Heather du Plessis-Allan Drive

In Australia, federal government-funded research has revealed far more people have potentially been exposed to the coronavirus than anticipated.
Researchers from the Australian National University have now developed a new test which picks up previous Covid-19 infection in a patient's blood.
The study indicates eight in 3000 healthy and previously undiagnosed Australians had likely been infected with the virus.
"This suggests that instead of 11,000 cases we know about from nasal swab testing, about 70,000 people had been exposed overall," Associate Professor Ian Cockburn said.
The researchers claim the test will help authorities get a better grasp of the spread of the illness – and can help demonstrate whether or not herd immunity exists.
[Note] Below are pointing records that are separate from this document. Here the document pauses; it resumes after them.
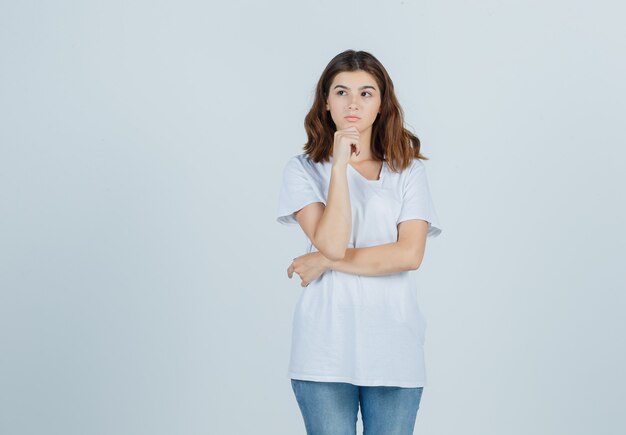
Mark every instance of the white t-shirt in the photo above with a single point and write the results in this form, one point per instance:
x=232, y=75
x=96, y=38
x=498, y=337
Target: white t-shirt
x=364, y=330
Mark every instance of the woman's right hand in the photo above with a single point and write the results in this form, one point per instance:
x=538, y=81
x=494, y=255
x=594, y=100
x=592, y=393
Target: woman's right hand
x=345, y=144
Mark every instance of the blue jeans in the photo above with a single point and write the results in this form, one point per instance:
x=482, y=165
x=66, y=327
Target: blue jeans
x=330, y=408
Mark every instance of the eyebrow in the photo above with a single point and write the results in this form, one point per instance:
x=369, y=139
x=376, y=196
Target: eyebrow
x=362, y=87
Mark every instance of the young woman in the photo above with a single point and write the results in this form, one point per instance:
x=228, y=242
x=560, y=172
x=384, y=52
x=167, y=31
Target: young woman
x=360, y=194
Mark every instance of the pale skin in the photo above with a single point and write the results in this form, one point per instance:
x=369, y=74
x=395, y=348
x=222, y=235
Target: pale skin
x=329, y=227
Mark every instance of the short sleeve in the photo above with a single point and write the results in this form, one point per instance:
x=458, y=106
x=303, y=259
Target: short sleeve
x=297, y=190
x=416, y=199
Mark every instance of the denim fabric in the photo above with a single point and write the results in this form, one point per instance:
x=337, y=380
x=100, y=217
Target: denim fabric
x=330, y=408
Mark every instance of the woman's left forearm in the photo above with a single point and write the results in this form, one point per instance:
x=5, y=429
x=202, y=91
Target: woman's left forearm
x=376, y=260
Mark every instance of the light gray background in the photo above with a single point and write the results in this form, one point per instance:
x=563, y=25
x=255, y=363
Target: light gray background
x=142, y=272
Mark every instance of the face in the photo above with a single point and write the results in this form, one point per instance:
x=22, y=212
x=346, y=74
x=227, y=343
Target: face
x=354, y=93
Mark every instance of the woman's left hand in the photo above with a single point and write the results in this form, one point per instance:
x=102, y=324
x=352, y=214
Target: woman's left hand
x=309, y=267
Cases soar across the globe
As coronavirus case numbers continue to fall in Australia, it's a very different story in other nations.
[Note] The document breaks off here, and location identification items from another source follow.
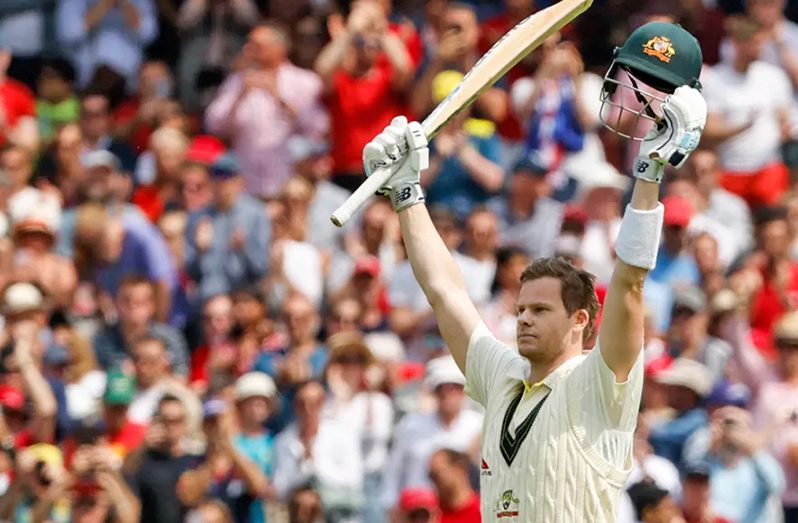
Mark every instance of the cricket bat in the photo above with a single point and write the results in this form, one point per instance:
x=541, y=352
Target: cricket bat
x=513, y=46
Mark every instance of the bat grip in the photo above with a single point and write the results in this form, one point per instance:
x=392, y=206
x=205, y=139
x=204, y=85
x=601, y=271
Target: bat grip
x=366, y=190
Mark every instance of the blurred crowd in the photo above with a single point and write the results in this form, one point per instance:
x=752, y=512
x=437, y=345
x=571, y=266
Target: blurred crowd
x=186, y=337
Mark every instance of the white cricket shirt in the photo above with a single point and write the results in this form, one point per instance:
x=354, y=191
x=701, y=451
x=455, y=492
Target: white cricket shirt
x=564, y=460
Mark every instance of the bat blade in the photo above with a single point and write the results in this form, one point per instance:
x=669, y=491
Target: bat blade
x=508, y=51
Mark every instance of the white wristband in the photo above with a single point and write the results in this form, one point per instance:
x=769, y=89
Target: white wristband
x=638, y=239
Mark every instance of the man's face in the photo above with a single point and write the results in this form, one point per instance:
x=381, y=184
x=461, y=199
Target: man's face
x=775, y=238
x=17, y=163
x=482, y=232
x=136, y=304
x=265, y=47
x=255, y=409
x=95, y=118
x=543, y=326
x=149, y=358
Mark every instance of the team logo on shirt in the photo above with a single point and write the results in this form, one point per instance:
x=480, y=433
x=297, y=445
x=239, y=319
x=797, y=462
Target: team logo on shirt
x=661, y=47
x=507, y=505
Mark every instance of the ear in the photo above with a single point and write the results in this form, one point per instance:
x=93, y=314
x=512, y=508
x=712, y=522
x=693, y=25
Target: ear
x=581, y=319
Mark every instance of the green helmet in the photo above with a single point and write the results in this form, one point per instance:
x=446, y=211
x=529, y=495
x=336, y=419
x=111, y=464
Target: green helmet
x=664, y=56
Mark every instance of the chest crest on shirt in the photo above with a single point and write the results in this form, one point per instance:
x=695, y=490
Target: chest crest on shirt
x=510, y=445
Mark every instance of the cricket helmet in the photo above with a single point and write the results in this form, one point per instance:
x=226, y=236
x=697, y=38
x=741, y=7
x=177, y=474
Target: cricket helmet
x=657, y=58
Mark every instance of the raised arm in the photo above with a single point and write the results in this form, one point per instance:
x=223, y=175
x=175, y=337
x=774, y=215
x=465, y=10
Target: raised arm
x=621, y=331
x=433, y=265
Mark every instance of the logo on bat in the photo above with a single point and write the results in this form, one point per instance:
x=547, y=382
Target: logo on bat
x=661, y=47
x=507, y=505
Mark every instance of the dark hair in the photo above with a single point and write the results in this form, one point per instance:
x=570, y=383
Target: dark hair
x=503, y=256
x=576, y=286
x=457, y=459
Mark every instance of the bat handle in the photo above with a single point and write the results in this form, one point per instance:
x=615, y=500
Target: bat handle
x=366, y=190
Ireland's entire cabinet is now in isolation as the county's health minister waits on coronavirus test results, while 17 members of India's parliament all contracted the illness as the country braces to pass five millions cases.
Meanwhile, England is facing a shortage of coronavirus tests as it grapples with a second wave and another lockdown is potentially on the cards for Canada as cases rise there.
Spain's official Covid-19 death toll has now passed 30,000 and more than 195,275 people have died from the virus in the US.
Israel's second lockdown, which will last for three weeks, will begin on Friday.
Despite rising cases globally, World Health Organisation boss Tedros Adhanom Ghebreyesus has insisted the closure of schools should be a "last resort".